Author: hemanshu_desai
Description:
Mediawiki should have a random page in this category feature
Version: unspecified
Severity: enhancement
Author: hemanshu_desai
Description:
Mediawiki should have a random page in this category feature
Version: unspecified
Severity: enhancement
robchur wrote:
No. That retrieves a random category. The request is for a way of generating a
random page from a specified category.
anthony.bentley wrote:
My thoughts are that this could be either by adding arguments to
SpecialRandompage or by creating a new special page for this purpose.
SpecialRandompage currently has the argument of the namespace in which it
searches.
If carrying out a search within a category then shouldn't be required as
the search would always be over the main namespace. Not aware that users
etc. can assign themselves to categories?
Would this only be required over the main namespace or is there a good
reason for allowing choice of namespace?
Is category (cl_from) the only index that it's worth filtering on or is it
worth having additional functionality to choose the index?
dan.bolser wrote:
The DPL extension can do this (random n pages in category X).
DPL should be a part of MediaWiki :D
dan.bolser wrote:
How about some docs as to how the feature works? Should I add a 'documentation' bug?
ayg wrote:
Note, the patch might not be acceptable for efficiency concerns. It should stay in the software but might not be enabled on Wikimedia sites.
Wiki.Melancholie wrote:
*** Bug 17068 has been marked as a duplicate of this bug. ***
Wiki.Melancholie wrote:
As this is not fixed for Wikimedia wiki, a nice toolserver link:
happy.melon.wiki wrote:
*** Bug 23181 has been marked as a duplicate of this bug. ***
Vasiliev implementation was reverted on r27436.

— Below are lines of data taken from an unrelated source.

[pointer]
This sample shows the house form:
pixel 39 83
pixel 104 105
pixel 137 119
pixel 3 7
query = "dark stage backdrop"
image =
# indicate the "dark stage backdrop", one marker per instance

However, I don't think we can make it faster without adding a category_random, it seems quite good:
EXPLAIN SELECT page_namespace, page_title FROM page USE INDEX(page_random) JOIN categorylinks ON page_id = cl_from WHERE page_is_redirect = 0 AND page_random >= 0.15564 AND cl_to = 'GFDL' ORDER BY page_random LIMIT 1;
Both select_types SIMPLE:
+-------------+------+-----------------+-------------+------------------------+
table | type | key | key_len | ref | Extra |
+-------------+------+-----------+-----+-------------+------------------------+
page | range | page_random | 8 | NULL | Using where |
categorylinks | eq_ref | cl_from | 261 | page_id,const | Using where; Using index |
+-------------+------+-----------+-----+-------------+------------------------+
It would change to Using temporary; Using filesort if we weren't using a LIMIT, but that's not the case.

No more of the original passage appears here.